Le XVème siècle

bourguignons

LES BOURGUIGNONS

XVème. Lorsque Louis de Malepue, gouverneur d’Aigues-Mortes, laisse pénétrer les Bourguignons, maîtres de Montpellier et de Nîmes, beaucoup d’habitants parviennent à s’échapper et à se réfugier à Beaucaire défendu par les troupes du Dauphin. Ce prince, maître du Languedoc, s’assure de Nîmes après la prise de Pont St Esprit. Il charge, en son absence, Charles de Bourbon, comte de Clermont, d’assiéger Aigues-Mortes.

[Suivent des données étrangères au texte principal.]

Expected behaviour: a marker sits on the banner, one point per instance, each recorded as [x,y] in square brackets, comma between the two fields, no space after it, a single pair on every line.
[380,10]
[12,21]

La place résiste longtemps malgré l’usage, assez nouveau, de quelques pièces de canon. Une nuit, les habitants, sous la conduite du baron de Vauverde, en fin Janvier 1421, surprennent dans le sommeil les Bourguignons qui gardent les portes et en massacrent tant que la pestilence menace. Pour y parer, ils entassent les cadavres sous des monceaux de sel, dans la tour située à l’angle sud-ouest de la ville, la désormais Tour des Bourguignons.

Le château est brûlé et après un jugement sommaire le gouverneur est décapité. En 1457, Jean II, Duc D’Alençon, soutien de la cause anglaise est enfermé dans la Tour de Constance où il reste 18 mois en attendant son jugement.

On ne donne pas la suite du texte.